During this step, you have the opportunity to refine your data by removing cluster(s) before finalizing your workflow and proceeding to cluster annotation and downstream analysis.
You might want to remove cluster(s) from your data set if you've been able to identify cluster(s) that appear to be primarily driven by technical artifacts, noise, or low-quality cells. However, it is important to exercise caution when removing clusters, especially if they could potentially represent rare cell populations or subtypes that are biologically important.
Running the preprocess
To run the Refine clusters preprocess, you will first select whether or not you would like to remove any cluster(s) or skip the Refine clusters step. If you decide to remove any cluster(s), you will select the resolution you want to remove clusters from and then will select the clusters you want to remove.

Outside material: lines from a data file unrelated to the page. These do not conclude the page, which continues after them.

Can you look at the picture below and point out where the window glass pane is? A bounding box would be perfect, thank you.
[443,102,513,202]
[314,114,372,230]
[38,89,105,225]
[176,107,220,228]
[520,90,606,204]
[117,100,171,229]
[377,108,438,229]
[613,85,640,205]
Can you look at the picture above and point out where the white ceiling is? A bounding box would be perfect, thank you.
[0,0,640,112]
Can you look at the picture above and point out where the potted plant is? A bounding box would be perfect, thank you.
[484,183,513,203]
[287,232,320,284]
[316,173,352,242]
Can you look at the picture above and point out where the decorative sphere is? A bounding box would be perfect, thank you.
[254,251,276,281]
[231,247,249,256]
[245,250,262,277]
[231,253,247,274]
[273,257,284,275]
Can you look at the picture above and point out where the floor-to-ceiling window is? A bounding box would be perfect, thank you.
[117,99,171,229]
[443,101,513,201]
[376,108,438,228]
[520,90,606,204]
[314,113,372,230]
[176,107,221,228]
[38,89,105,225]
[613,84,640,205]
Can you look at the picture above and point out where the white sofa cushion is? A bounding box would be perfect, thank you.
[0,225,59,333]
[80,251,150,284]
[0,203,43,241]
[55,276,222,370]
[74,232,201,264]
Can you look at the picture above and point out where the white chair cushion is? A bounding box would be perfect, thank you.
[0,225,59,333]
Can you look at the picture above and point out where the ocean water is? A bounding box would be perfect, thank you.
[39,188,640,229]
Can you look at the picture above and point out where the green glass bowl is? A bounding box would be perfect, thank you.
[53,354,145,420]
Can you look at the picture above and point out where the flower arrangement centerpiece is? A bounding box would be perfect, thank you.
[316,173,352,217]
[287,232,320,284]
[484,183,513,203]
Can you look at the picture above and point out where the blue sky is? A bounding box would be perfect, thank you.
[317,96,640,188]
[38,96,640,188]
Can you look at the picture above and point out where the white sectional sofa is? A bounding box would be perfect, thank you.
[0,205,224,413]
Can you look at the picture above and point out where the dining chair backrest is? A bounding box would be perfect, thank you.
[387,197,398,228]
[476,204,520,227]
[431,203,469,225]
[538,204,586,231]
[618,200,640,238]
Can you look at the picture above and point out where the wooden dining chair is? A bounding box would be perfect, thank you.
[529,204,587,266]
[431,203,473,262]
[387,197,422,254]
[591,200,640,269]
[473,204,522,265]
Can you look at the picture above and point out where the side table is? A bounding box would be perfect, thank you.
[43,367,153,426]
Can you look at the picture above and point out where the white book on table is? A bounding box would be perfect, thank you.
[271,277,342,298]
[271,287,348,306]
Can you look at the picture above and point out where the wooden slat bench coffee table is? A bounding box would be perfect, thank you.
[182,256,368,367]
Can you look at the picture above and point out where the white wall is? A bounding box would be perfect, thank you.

Once you've selected your parameters, click Run preprocessing step. Feel free to navigate away from the modal window while the preprocess is running; you will get an email notification once the preprocess has successfully completed and you are able to move on to the next step.
Check out the Instructions & Tips tab in the modal window for more information about the preprocess, as well as recommendations on what to consider when removing cluser(s) from your data.
With all single cell RNA-seq preprocesses, your sample-level metadata is readily available for reference within the modal window under the Samples tab.
Navigating the results
The Refine cluster step returns several plots and results tables for each resolution that you can review, similar to the Cluster step. Most plots are interactive, and all results tables are downloadable.
For the dimensionality reduction plot(s) (Dim plot), you can toggle between different clusters by clicking the legend (one click will highlight the cluster, and clicking the cluster again will return the plot to the original view). The Results tab shows the marker genes identified per cluster.
The Dot plot is not interactive, but is scrollable, and highlights the top 3 marker genes identified per cluster. The Results tab shows the marker genes identified per cluster (this is the same results table as when viewing the Dim plot).
The Sample by cluster composition plot is interactive. You can hover over the bars to get additional composition info. You can also toggle between different clusters by clicking on the legend (one click will hide the cluster, a double-click will isolate the cluster; click or double-click on the cluster or sample again to return the plot to the original view). The Results tab shows the tabular results used to generate the Sample by cluster composition plot.
Similar to the Sample by cluster composition plot, the Cluster by sample composition plots is also interactive. You can hover over the bars to get additional composition info, and toggle between different samples by clicking on the legend (one click will hide the sample, a double-click will isolate the sample; click or double-click on the sample again to return the plot to the original view). The Results tab shows the tabular results used to generate the Cluster by sample composition plot.
Accepting the results
If you need to or want to change any of the preprocess parameters, you can rerun the process by updating your parameters and clicking the Apply new updates button. Once you are ready to move on to the next preprocessing step in the workflow, click Accept results & proceed. This will pop-up an additional confirmation window, where you can click Yes, accept & proceed to continue on with the workflow or No, take me back if you would like to keep modifying the Refine clusters step.
What's next?
After you have successfully completed the Refine clusters step, and if you are happy with your preprocess workflow, the next step is to finalize the workflow. This will allow you to proceed to cluster annotation and downstream analysis!